For serious high risk use-cases (legal, financial, medical, transportation, etc) all require the reliability case to obtain the trust of the human. That needs extensive evidence, research, etc of the system working reliably which you have only shown only one data point which professionals cannot work with to make a conclusion on reliability at all.
> You talk about LLMs like ChatGPT being "black boxes," implying that's a reason they can't replace humans.
We're talking about clinicians; a high risk profession which it is almost certain that LLMs cannot fully replace all of them as I have already explained. As long as a human needs to check their outputs, then that will remain the case, by default.
> medicine was a black box for centuries! And yet, we didn't sit around waiting for the perfect solution; we innovated, learned, and improved. Why shouldn't we expect the same trajectory for AI? Machine learning models are already becoming more explainable, and they'll only get better.
That isn't the point. Clinicians have used other tools which are far more transparent than deep neural networks / LLMs and the massive disadvantage for LLMs has always been unable to transparently show its decision process and explaining itself.
There is a significant difference in the explainability of an LLM than with typical machines learning methods which don't use neural networks, and it has been known for decades that clinicians have a very low trust in using such systems unattended and in general, hence the back-peddling of disclaimers of never using these systems for medical advice, financial and legal advice, etc.

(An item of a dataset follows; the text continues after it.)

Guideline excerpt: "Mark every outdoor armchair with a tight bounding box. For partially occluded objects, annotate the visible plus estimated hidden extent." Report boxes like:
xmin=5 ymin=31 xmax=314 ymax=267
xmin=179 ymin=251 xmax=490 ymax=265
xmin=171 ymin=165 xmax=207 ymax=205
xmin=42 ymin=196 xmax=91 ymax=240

> Accountability can be programmed, designed, and regulated into an AI system....
Like what? So called 'guardrails' which have been found to have been broken into all the time? At least with human doctors, even if something goes wrong, there is always someone that is held to account to explain what exactly was the issue and what happened.
The fact that these AI systems still require a human to supervise it defeats the point of trusting it to fully replace all human doctors due to its frequent failure to explain transparently whenever one needs to understand its decisions.
> You dismiss the non-determinism of AI as a fatal flaw. But isn't that a human trait, too? How many times have medical professionals changed their "expert opinions" based on new evidence? The fact is, non-determinism exists everywhere, but what AI has the potential to offer is a level of data analysis and rapid adaptation that humans can't match.
It is a fatal flaw, made worse with the choice of AI system for the intended use-case and not every problem can be solved with an LLM, including social problems that need human interaction. As humans are able to reason and explain their decision process, LLMs have no concept of such a thing, even if their own creators claims to do so.
It is fundamental and by design for LLMs and related systems. Everything else beyond that is speculative or even science fiction.
> I can now get into a car driven by AI and go wherever I want. 2 years ago people like you were saying it's a pipe dream. You need a certain level of brain power an IQ of 90+ to realize that despite the fact that this anecdotal snippet of progress isn't scientifically rigorous it's a datapoint as strong as 17 doctors failing in front of chatGPT. It allows us to speculate realistically without the need for science.
Self-driving cars that are meant to drive as well or even better than a human can in all conditions is a science fiction pipe dream (Yes it is.). The designers of such autonomous systems already know this and the regulators have less trust in them and do not allow any system that has no human intervention to be on the roads.
The worst case is accounted for in terms of reliability (including failures, near misses, etc) and it completely makes zero sense and it is irresponsible for regulators and professionals to use just one data point of the system working, dismiss the hundreds of failures and then conclude that the AI system is reliable in all cases.